Playing around with SGDR

This is an implementation of SGDR based on this paper by Loshchilov and Hutter. Though the cosine annealing is built into PyTorch now which handles the learning rate (LR) decay, the restart schedule and with it the decay rate update is not (though PyTorch 0.4 came out yesterday and I haven’t played with it yet). The notebook that generates the figures in this can be found here.

Let’s talk about what SGDR is and then look at how it compares with step LR decay. Finally, we’ll look at how varying the two hyper-parameters, Ti and Tmult, affects performance.

SGDR intro

If you have done any sort of gradient descent type optimization, you’ll agree that tuning the learning rate is a pain. Techniques that use adaptive learning rates, like Adam, make life a little easier but some papers have suggested that they converge to a less optimal minima than SGD with momentum.

SGDR suggests that we use SGD with momentum with aggressive LR decay and have a ‘warm restart’ schedule. Here’s the formula from the paper for setting the LR, $\eta_t$, at run $t$:

$\eta_t = \eta_{min}^i + \frac{1}{2}(\eta_{max}^i - \eta_{min}^i)(1 + \cos(\frac{T_{cur}}{T_i} \pi))$

Where:

• $\eta_{min}^i$ and $\eta_{max}^i$ are the minimum and maximum LR for the $i$-th run.
• $T_i$ is the number of epochs before we’ll do a restart.

Another parameter that they mention is $T_{mul}$. They suggest increasing $T_i$ by a factor of $T_{mul}$ at each restart. Here’s the figure from the paper that shows the LR for for various values of $T_i$ and $T_{mul}$ and the step decay.

Authors show that using this method, you need fewer epochs to achieve a similar performance as some other learning rate schedules. Less epochs means less compute time.

The setup

We’ll just build off the standard tutorial for transfer learning in the pytorch docs. This is a model that uses resnet architecture and fine-tunes pre-trained weights to classify an image as an ant or a bee.

In the code in the notebook you’ll notice a few alterations from the model. We use a bigger model, resnet151, when comparing the SGDR and step decay. We also randomize the weights for 40 modules so that they need to be relearnt from the data. We do 20 runs and calculate the mean and standard deviation of the loss. We use seeds to ensure that the ‘randomness’ in SGD (what’s in a batch etc.) is the same for the models.

We are only using a small number of images to make it fast but you should try it for bigger datasets (there is a furniture classification competition on kaggle right now).

SGDR vs. step decay

Note that I use a step-size of 60 and a gamma of 0.1 in the step decay LR model. This is coming straight from the tutorial. You may want to play with this and see what gamma and step-size give the lowest loss under this scheme. We also use 10 and 2 for Ti and Tmult respectively. These are values that the authors find works well for them.

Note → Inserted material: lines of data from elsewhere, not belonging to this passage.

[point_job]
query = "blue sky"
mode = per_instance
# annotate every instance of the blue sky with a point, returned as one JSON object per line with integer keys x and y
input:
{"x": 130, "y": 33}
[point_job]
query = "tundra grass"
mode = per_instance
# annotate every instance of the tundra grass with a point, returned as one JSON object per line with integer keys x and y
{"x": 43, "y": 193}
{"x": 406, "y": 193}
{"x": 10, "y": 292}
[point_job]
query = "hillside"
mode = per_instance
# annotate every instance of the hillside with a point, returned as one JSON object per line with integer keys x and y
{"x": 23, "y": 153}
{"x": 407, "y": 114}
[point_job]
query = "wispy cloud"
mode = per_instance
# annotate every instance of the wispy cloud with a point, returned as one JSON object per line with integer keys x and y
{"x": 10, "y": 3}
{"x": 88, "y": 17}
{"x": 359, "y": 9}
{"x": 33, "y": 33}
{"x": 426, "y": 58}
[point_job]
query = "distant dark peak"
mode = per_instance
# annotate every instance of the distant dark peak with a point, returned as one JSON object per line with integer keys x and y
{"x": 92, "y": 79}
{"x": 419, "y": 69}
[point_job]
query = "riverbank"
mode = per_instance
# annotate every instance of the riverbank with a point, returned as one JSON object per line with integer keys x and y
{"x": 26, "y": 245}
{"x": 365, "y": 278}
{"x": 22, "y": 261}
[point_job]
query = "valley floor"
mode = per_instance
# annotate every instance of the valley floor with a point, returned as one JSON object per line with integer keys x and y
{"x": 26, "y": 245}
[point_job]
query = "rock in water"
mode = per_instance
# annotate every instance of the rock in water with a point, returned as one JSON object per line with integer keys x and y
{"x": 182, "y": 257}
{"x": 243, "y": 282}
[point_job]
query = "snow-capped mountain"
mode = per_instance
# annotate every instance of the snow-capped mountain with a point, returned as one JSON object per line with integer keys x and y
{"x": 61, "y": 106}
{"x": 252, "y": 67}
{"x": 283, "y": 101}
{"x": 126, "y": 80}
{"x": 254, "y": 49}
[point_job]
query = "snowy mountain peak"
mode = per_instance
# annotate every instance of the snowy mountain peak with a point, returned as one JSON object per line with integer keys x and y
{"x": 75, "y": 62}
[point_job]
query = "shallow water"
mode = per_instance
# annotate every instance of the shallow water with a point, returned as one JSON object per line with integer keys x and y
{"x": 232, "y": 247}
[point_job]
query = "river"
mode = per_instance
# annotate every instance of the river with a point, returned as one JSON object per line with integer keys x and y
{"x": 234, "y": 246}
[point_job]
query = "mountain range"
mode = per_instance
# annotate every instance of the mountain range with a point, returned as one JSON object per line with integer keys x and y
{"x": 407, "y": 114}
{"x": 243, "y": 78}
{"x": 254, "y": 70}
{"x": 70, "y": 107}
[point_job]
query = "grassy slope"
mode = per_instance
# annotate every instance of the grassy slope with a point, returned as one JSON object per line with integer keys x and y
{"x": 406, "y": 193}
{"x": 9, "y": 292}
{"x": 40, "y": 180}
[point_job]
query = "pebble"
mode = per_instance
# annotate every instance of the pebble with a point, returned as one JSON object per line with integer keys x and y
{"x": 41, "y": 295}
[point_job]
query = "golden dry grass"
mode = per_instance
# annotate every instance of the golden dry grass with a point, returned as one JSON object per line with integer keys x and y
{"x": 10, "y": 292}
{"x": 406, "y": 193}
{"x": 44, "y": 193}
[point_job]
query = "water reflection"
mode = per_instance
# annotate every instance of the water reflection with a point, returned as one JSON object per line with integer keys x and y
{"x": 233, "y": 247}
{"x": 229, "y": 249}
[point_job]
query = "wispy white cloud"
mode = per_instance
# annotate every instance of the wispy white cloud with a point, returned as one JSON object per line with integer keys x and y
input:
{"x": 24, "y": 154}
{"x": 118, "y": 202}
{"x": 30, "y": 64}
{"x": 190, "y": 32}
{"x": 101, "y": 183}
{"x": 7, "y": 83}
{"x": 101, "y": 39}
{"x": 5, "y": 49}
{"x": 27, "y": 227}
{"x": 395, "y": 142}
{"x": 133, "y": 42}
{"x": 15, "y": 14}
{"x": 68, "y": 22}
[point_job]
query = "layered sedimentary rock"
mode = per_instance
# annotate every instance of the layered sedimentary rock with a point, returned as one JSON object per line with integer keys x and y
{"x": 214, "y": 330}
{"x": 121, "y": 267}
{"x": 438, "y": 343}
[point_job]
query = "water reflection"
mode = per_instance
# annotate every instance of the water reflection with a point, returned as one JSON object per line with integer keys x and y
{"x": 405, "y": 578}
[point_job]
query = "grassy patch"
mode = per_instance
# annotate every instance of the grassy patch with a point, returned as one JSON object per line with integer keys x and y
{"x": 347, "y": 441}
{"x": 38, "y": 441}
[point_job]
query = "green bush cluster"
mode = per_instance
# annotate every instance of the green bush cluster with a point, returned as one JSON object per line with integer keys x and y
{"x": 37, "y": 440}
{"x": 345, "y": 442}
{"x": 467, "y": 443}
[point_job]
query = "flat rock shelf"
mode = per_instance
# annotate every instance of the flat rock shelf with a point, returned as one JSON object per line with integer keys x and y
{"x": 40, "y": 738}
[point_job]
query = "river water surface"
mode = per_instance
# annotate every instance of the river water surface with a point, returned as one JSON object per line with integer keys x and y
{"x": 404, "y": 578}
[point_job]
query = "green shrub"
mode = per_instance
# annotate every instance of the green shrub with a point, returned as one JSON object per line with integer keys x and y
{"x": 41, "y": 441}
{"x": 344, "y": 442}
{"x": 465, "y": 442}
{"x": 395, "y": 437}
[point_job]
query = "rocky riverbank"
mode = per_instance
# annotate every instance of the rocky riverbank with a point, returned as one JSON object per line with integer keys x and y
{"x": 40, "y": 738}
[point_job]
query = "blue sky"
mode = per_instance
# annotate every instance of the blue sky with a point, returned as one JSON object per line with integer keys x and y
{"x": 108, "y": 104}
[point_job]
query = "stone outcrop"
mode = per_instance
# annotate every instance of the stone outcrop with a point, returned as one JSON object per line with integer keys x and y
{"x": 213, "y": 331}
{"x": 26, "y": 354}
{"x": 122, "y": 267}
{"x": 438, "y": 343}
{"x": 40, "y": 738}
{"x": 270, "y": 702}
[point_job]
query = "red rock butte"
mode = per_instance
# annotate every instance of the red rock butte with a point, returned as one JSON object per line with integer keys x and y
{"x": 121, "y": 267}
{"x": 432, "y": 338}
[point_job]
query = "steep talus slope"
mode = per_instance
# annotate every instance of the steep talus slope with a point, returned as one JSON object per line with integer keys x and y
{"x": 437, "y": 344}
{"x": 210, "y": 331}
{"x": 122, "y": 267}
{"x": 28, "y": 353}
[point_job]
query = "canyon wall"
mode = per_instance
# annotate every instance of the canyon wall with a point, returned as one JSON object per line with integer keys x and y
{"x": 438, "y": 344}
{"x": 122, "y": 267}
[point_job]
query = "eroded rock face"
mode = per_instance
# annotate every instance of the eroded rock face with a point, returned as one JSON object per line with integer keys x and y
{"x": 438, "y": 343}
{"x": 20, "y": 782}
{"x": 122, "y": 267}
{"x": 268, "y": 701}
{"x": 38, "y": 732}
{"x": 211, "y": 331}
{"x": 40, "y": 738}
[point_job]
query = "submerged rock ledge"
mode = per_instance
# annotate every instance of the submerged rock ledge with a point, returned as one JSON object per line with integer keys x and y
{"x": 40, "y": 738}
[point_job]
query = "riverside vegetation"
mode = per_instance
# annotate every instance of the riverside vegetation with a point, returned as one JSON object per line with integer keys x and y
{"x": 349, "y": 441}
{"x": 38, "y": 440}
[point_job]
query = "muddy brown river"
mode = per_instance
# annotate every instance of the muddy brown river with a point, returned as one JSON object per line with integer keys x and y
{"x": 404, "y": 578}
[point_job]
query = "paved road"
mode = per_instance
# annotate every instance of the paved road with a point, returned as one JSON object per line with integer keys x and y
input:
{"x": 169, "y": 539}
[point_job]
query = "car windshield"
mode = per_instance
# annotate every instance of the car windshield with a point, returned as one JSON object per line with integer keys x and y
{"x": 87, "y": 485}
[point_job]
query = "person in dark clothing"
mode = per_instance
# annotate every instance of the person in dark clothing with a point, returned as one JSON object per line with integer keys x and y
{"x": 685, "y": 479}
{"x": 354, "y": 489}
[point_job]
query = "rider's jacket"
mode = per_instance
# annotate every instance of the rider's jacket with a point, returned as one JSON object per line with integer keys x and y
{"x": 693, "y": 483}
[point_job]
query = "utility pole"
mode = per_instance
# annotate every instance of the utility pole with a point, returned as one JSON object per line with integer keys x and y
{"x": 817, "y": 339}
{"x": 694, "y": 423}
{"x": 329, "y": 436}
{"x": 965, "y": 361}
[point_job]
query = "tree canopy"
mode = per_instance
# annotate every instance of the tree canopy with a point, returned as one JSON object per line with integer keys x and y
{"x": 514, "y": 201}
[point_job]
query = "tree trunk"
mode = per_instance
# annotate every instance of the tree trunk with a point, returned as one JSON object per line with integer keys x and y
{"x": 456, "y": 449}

Here’s what the loss looks like. The shaded areas shows the 1 standard deviation bounds.

The authors note that we should be looking at the loss at the end of a cycle since it’s going to be bouncing all over the place early on when the LR is high. Looks like we get to a minimum pretty quickly. After just 10 epochs we seem to have hit a minimum. It jumps back out and find another minima after 30 epochs again. Meanwhile, step decay gradually improves it’s performance and seems to real a minima around the 65th epoch.

Effect of tuning hyper-parameters

We re-ran SGDR with resnet50 with the parameters for Ti and Tmult suggested in the paper. Here’s what it looks like.

Bit hard to compare them but it shows the standard deviation which is useful to know how consistent it is at finding the minima.

Let’s compare the mean performance for these (with some RBF smoothing):

Ti and Tmult values of 1 and 2 respectively seems to be the best for our problem; the minima reached on the 59th epoch by these models is the lowest. Going back to the previous figure, we also note that the variation around this is tiny so we have some measure of confidence that these are indeed the hyper-parameters we should go with.

Want to play some more?

Though this specific paper implements this on a SGD with momentum optimizer, the same authors showed that you can do it with Adam as well. Give it a go.

The advantage of SGDR is that you need fewer epochs to reach the minima. And the minima found at the end of each cycle may be a different one. They show that taking an ensemble of models at these different minima can improve predictive performance. We don’t do this here but it’s easy enough to save weights at the end of each cycle (the code for keeping the best model is up, it just needs to be tweaked to keep a set of them).

Other references

You should check out the paper. There is a lot more in it and I gloss over a few details here. Sebastian Ruder had a nice blog post that summarizes a number of recent advances in improving optimization in deep learning.

Distill had an amazing blogpost (the kind only a team like that could produce) that explains a lot of these method with some nice visualizations.